O problema que nos coloca a complexidade da situação atual é: a que custo ou de quantas vidas estamos falando? Sairemos, por um lado, com uma sociedade muito mais vigiada, controlada e governada. A resposta institucional se estrutura com o fortalecimento dos Estados e das redes intranacionais (como a Organização Mundial da Saúde, OMS). Por outro lado, o isolamento social dificulta que respostas se estruturem por outras vias. O próprio Mbembe alerta para uma quebra entre o antes e o pós Covid-19, que será a impossibilidade ou a extrema dificuldade do luto em relação àqueles que estão perdendo a vida. Os aprendizados podem ser mais lentos do que a imposição das medidas institucionais, implicando grave custo às relações sociais. 

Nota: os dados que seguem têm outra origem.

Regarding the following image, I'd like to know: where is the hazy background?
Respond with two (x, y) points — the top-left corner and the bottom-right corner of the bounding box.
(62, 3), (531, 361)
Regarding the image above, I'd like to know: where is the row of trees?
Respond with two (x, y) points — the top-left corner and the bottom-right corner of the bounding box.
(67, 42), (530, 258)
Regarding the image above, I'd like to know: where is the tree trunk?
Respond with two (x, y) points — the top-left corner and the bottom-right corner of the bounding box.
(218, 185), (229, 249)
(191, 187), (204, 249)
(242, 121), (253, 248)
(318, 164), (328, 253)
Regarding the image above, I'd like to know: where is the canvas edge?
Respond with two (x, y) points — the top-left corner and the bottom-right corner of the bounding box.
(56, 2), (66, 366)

Quando, anteriormente, refletimos sobre um país sem o direito ao luto, falávamos sobre a gestão dos corpos, o controle da circulação, os investimentos na manutenção dos serviços e de certa economia que produz os novos arranjos fundamentados nas velhas formas da matriz colonial brasileira. A pandemia serviu para pôr em prática políticas de controle legal, institucional e biológico dos corpos. Os artefatos dela são, notadamente, os mecanismos de exceção e a subjetivação produtora de corpos matáveis.

EDSON TELES é professor do Departamento de Filosofia, Letras e Ciências Humanas da Unifesp e coordenador do Centro de Antropologia e Arqueologia Forense.